To improve the fuzzer’s efficiency, Niklas also wrote a custom mutator for the target. Invoices are encoded in bech32 which requires a valid checksum at the end of the encoding, making it quite difficult for fuzzers to generate valid bech32 consistently. As a result, bech32-naive fuzzers will generally get stuck at the bech32 decoding stage and have a hard time exploring deeper into the invoice parsing logic. Niklas’ custom mutator teaches the fuzzer how to generate valid bech32 so that it can focus its fuzzing on invoice parsing.

Initial fuzzing in 2022

After writing the fuzz target in December 2022, Niklas privately reported several bugs to CLN including a stack buffer overflow, an assertion failure, and undefined behavior due to a 0-length array. Many of the bugs were fixed in PR 5891 and released in CLN 23.02.

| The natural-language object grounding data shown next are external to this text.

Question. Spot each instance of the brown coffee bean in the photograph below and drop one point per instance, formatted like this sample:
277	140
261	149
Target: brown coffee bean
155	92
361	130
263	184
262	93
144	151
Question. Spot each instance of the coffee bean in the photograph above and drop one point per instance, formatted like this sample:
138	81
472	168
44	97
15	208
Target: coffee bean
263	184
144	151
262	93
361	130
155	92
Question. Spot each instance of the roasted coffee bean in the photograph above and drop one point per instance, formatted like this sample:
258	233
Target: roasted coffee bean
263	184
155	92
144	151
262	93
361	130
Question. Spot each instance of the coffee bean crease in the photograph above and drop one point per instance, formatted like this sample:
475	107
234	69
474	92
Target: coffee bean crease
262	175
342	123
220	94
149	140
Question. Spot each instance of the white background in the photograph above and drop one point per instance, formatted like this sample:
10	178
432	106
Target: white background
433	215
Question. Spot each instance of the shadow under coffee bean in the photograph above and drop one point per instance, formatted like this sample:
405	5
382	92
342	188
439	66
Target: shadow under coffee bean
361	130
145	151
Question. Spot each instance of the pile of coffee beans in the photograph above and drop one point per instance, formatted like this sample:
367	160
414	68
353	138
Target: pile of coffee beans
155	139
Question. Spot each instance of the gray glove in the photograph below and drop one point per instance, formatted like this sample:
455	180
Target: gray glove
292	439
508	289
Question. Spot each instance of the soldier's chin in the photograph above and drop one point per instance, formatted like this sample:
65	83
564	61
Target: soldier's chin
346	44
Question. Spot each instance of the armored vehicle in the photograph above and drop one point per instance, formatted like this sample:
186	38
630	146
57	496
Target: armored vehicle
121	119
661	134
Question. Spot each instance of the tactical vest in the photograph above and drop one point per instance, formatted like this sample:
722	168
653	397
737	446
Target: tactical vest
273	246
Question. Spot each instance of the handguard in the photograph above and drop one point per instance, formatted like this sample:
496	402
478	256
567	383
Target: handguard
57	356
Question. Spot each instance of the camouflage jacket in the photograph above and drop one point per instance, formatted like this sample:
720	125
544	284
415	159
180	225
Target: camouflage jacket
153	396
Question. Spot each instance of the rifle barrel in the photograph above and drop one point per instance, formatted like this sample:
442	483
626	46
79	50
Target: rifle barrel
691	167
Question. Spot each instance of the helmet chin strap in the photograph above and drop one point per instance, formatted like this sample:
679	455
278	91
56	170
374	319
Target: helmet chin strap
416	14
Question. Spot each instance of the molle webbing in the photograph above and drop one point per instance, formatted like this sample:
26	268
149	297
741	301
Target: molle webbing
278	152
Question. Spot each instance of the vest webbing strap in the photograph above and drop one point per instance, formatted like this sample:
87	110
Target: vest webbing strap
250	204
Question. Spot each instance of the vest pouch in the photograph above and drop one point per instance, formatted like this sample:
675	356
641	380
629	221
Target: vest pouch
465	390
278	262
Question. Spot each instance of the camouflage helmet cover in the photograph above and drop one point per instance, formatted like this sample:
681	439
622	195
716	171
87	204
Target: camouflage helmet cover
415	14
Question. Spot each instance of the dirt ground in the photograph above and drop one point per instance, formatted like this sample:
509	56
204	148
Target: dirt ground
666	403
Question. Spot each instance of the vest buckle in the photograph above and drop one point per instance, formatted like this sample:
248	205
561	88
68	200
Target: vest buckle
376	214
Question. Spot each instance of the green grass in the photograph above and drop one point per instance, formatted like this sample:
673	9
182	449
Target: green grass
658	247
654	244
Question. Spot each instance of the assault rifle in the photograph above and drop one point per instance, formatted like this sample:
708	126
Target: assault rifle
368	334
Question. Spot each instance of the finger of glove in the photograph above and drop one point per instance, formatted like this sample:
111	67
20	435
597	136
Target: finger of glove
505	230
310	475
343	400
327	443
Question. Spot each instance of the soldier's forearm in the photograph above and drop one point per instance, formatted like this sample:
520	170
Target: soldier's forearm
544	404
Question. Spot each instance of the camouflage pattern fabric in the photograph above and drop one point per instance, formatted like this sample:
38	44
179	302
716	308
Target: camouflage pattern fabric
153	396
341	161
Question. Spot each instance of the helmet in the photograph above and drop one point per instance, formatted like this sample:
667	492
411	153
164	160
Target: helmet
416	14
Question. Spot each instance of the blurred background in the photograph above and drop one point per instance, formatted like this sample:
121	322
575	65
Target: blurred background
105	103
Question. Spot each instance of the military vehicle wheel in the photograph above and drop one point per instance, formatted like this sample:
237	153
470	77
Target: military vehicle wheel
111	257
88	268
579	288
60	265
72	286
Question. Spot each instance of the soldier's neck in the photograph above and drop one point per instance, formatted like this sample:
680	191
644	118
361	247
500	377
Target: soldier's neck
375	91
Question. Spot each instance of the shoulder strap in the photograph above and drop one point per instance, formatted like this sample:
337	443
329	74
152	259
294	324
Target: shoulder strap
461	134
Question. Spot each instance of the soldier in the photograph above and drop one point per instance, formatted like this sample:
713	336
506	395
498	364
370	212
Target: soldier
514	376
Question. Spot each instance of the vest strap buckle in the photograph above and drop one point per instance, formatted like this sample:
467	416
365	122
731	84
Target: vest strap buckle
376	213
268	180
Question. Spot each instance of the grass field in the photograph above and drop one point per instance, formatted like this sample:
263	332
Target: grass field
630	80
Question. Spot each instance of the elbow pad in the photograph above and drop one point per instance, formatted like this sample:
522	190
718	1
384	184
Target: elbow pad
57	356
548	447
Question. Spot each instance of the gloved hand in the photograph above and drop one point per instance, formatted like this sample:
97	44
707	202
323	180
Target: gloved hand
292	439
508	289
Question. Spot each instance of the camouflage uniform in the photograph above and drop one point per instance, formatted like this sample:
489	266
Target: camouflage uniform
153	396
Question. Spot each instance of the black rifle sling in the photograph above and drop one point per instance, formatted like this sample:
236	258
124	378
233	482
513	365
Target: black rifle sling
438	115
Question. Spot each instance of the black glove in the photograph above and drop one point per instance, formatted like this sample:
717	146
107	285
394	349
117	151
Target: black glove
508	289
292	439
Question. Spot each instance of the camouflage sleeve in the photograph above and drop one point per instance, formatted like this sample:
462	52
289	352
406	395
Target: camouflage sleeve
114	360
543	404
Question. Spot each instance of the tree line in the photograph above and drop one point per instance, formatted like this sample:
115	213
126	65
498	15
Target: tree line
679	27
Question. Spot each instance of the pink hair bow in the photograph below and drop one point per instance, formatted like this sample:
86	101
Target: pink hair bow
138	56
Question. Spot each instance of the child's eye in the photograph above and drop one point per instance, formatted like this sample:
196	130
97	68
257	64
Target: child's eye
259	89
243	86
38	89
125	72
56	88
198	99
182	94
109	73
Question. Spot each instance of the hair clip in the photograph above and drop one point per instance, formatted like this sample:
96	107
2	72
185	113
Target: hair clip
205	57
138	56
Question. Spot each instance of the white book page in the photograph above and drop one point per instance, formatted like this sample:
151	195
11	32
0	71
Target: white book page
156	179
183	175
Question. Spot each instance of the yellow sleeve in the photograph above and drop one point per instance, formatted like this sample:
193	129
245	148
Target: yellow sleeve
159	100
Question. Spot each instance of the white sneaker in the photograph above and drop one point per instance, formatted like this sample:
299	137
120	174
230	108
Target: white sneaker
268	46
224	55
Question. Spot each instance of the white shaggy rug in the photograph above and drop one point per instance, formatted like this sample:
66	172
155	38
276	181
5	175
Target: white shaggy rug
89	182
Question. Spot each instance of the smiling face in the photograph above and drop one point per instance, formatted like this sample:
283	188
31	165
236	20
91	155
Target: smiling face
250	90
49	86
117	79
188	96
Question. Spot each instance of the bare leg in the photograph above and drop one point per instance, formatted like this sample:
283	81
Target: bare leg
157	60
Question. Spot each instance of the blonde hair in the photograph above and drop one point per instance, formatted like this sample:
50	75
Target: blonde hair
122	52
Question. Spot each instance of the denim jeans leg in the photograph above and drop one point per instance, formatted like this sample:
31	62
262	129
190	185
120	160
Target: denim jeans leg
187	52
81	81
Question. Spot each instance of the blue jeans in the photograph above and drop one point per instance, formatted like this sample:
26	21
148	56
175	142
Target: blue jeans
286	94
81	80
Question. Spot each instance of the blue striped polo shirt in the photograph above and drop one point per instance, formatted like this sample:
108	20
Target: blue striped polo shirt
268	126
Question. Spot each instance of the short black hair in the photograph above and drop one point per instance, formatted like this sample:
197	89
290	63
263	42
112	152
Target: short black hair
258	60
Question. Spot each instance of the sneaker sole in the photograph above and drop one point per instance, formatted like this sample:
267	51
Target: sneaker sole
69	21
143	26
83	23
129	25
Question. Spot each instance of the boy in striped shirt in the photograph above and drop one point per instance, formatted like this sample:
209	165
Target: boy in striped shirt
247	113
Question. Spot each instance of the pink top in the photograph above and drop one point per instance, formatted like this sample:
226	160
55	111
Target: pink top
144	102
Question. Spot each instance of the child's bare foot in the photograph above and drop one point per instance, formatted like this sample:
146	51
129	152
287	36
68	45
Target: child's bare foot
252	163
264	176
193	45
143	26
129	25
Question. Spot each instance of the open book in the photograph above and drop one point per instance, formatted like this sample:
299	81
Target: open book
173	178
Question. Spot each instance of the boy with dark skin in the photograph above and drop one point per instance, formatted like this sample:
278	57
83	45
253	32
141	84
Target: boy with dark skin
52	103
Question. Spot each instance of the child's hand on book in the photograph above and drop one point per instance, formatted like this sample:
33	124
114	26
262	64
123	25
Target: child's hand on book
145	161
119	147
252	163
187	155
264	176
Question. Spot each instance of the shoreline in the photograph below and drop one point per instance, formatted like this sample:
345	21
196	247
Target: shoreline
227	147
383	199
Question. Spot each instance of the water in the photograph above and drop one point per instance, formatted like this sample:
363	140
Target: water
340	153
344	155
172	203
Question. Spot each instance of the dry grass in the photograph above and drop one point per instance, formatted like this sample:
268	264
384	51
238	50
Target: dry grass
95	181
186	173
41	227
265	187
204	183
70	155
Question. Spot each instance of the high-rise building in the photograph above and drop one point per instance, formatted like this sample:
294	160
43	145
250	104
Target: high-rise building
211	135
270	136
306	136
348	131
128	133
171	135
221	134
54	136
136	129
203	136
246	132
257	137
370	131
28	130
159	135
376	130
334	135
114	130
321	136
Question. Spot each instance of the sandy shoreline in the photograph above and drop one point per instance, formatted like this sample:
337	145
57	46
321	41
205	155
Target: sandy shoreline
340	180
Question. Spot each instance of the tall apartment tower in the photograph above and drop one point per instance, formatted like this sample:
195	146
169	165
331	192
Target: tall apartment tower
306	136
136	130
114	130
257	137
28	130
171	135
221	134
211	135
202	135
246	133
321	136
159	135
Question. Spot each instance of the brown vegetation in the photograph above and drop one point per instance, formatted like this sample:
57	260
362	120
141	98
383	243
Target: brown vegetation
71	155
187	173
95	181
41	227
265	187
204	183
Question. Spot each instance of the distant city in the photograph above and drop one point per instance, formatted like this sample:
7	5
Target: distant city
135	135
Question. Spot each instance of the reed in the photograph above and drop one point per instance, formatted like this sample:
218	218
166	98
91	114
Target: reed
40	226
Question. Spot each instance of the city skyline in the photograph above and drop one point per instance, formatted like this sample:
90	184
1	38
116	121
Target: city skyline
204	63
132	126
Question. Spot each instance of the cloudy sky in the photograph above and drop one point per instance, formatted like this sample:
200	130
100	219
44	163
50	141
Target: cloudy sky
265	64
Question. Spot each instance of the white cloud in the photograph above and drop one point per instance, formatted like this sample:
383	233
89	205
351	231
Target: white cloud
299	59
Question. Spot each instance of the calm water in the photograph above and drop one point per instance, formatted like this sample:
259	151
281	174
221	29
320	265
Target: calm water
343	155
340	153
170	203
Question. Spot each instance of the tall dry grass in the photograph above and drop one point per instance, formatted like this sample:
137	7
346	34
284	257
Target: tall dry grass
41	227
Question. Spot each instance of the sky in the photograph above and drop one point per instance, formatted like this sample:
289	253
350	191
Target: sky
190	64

Merging the fuzz target in 2023

In October 2023, Niklas submitted his fuzz target for review in PR 6750. The initial corpus in that PR actually triggered bugs 1 and 2, but Niklas didn’t notice because he had been fuzzing with some UBSan options misconfigured. CLN’s CI didn’t detect the bugs either, since UBSan had previously been accidentally disabled in CI.

Niklas also discovered bug 3 during initial fuzzing, but he initially thought it was a false report and hard-coded an exception for it in the fuzz target.

Enhancements

The initial fuzz target only fuzzed the invoice decoding logic, skipping signature checks. I modified the target to also run the signature-checking logic, which enabled the fuzzer to quickly find bug 4.

While bug 5 should have also been discoverable by the fuzzer after this change, it remained undetected even after many weeks of CPU time. It wasn’t until I added a custom cross-over mutator for the fuzz target that bug 5 was discovered. The cross-over mutator is based on Niklas’ custom mutator and simply combines pieces from multiple bech32-decoded invoices before re-encoding the result in bech32. Within a few CPU hours of fuzzing with this extra mutator, the fuzzer found bug 5.

Impact

The severity of these bugs seems relatively low since they can only be triggered when paying an invoice. If a malicious invoice causes your node to crash, as long as you can restart your node in a timely manner and avoid paying any more invoices from the malicious counterparty, no further harm can be done.

Since bug 2 involves uninitialized memory it could potentially be more serious, as a sophisticated attacker may be able to extract sensitive data from the invoice-decoding process. Such an attack would be quite complex, and it is unclear whether it would even be possible in practice. It’s also unclear exactly what sensitive data could be extracted, since CLN handles private keys in a separate dedicated process (the hsmd daemon).

Takeaways

  • Fuzz testing is an essential component of writing robust and secure software. Any API that consumes untrusted inputs should be fuzz tested.
  • Custom mutators can be very powerful for fuzzing deeper logic in the codebase.
  • Fuzz testing of C or C++ code should use both ASan and UBSan. MSan and valgrind can also be useful.